Question: I recently joined a medium-sized company as a full-time, salaried employee.

When employees are away from the office during a work day on personal matters, the company requires us to provide a note or a receipt as proof of where we were.

For example, if I were late for work because I had car trouble, I would be required to show a receipt from the towing company. Otherwise, my absence would be considered unexcused, and after a certain number of these absences, I could be subject to disciplinary action.

I and many co-workers find this policy to be paternalistic at best and an invasion of privacy at worst.
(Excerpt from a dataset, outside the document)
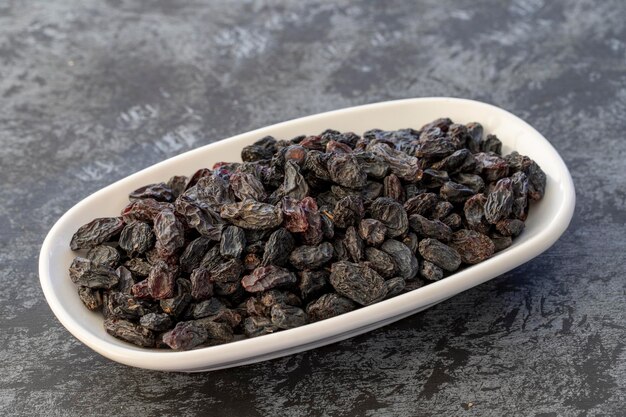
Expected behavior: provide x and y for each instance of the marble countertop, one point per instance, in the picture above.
(92, 91)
Is my employer legally entitled to know the specifics of my medical appointments, errands and responsibilities outside of work?

--S.M., Los Angeles

Answer: Yes, if you must miss work to attend to them. Employers have a legitimate interest in ensuring that employees attend work regularly and that absences be kept to a minimum. Your employer's policy seems to be an effective means of doing so.

The only legal restriction on your employer's policy is that employees who are eligible for coverage under the Family and Medical Leave Act may not be terminated for having too many absences that relate to covered medical conditions. But the act permits employers to require employees to provide medical documentation of absences.
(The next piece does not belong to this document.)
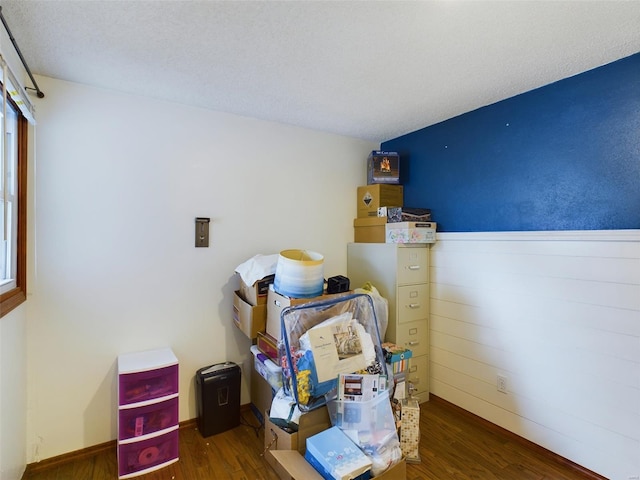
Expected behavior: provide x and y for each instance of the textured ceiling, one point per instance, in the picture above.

Also, although your employer does not need to know (and probably does not want to know) the specific reasons for doctor visits or the treatment you received, your employer is entitled to receive confirmation that you had a medical appointment that caused you to miss work.

--James J. McDonald Jr.

Attorney, Fisher & Phillips

Labor law instructor, UC Irvine


Employer Sets Exempt Worker's Schedule

Q: I am a professional, salaried employee whose time is billed to clients. I am expected to work during lunch and after hours, including weekends, as needed, without receiving overtime pay.
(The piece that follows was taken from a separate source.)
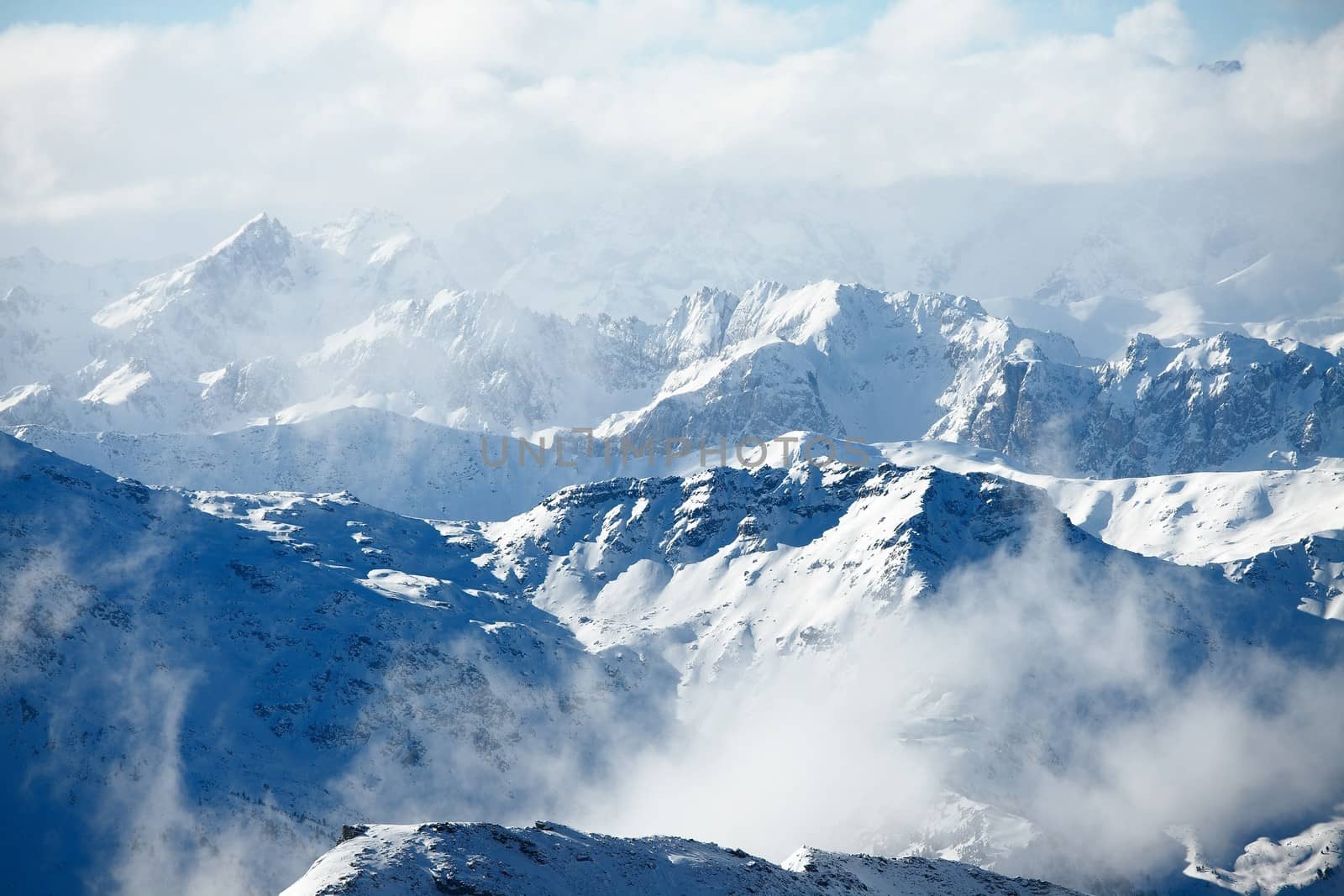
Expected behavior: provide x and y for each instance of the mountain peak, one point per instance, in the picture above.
(260, 233)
Yet my employer insists I report to work by 8:30 a.m. each morning, and stay at my desk until 5:30 p.m. each night. If I am late to work or leave early, can I legally be penalized?

--D.W., Pasadena

A: As an exempt, professional employee, you are entitled to be paid a salary that does not vary with the quantity or quality of the work you perform. You are not entitled to overtime pay when you work more than eight hours in a day or 40 hours in a week.

By the same token, your salary cannot be docked or reduced if you arrive for work late or leave early.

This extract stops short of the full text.